The pulp is tough, fibrous, colored in layers, from a darker, black-blue stem to a grayish-blue top, with a very pronounced smell of anise or almond.
The leg is pyramidal, uneven, fibrous-rigid. The color is blue-brown. Height is from 1 to 5 cm, diameter is from 2 to 9 cm. The surface is velvety, covered with soft fluff, when pressed, it changes its color to a darker one. The hymenophore is needle-shaped and looks like a thicket of marine polyps. Spines are often located, up to 0.5 cm long, white or grayish, buffy-beige with age, brown. The spore powder is brown.
The flesh on the cut has a rich color from grayish blue to dirty blue
Gidnellum odorous can be confused with representatives of its own species, especially at a young age.
Hydnellum caeruleum. Inedible. Its flesh is bluish-gray. It can be distinguished by the bright orange stem of young mushrooms.
This species is distinguished by a pale blue color of the cap surface in mature specimens.

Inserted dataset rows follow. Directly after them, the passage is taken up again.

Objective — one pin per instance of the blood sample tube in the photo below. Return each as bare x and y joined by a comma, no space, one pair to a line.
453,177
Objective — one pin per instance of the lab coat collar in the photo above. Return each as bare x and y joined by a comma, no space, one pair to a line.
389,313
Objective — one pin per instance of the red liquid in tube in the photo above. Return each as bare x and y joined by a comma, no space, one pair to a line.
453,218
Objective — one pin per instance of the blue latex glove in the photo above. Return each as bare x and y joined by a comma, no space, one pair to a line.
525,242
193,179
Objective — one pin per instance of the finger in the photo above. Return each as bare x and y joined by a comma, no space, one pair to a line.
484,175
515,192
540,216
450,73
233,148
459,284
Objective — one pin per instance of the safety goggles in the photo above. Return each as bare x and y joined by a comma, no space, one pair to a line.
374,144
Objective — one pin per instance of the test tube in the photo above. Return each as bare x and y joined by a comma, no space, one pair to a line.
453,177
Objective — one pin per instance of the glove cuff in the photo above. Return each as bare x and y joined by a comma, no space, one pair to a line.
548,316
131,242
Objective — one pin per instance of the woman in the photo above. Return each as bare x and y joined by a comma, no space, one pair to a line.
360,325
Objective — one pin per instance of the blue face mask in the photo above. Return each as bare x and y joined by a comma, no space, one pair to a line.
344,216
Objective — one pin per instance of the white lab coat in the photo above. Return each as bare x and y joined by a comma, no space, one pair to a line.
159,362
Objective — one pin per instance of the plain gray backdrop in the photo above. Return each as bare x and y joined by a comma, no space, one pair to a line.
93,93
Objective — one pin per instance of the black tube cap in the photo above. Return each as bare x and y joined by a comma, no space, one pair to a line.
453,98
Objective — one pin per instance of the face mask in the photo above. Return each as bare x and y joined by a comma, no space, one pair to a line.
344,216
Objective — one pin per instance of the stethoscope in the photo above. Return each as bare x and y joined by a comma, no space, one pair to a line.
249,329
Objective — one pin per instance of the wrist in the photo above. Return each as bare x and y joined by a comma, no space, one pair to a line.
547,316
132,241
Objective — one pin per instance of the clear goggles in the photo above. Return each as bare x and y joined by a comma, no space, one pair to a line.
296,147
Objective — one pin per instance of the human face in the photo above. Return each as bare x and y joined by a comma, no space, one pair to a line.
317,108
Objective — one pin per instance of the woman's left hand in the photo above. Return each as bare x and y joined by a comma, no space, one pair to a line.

Hydnellum Peka. Inedible (some sources claim to be poisonous). Differs in drops of blood-red juice over the entire surface of the fruiting body. Able to feed on the bodies of insects trapped in sticky sap.
The drops of juice look like cranberry jam on whipped cream, but you shouldn't try them.
Where does odorous hydnellum grow
Odorous hydnellum is very rare. At the same time, its habitat is very wide: the entire territory of Eurasia, North America. Prefers spruce and pine forests, as well as mixed, coniferous-deciduous. It grows in the mountains, next to pines and cedars, on sandy and rocky soils. The mycelium begins to bear fruit in late summer, growth continues until frost in October-November.
Important! Odorous hydnellum is a mycorrhizal forming agent. Receiving carbohydrates from plants, it supplies the minerals they need.
If the symbiont plant is absent, then these fruiting bodies live like saprotrophs.
With age, a bizarre network of dents can form on the surface of the cap, forming strange patterns
Is it possible to eat odorous hydnellum
Hydnellum odorous is classified as an inedible mushroom due to its tough bitter pulp and low nutritional value. No toxic substances were found in its composition.
Odorous hydnellum is an interesting mushroom from the genus Hydnellum and the Bunker family. It is extremely rare in coniferous lowland and mountain forests, mainly on sandy soils. Forming a symbiosis with trees, it supplies them with the minerals necessary for development. You can meet him in Europe, Russia, Asia, America, in the fall. Inedible, not poisonous. Has similar counterparts.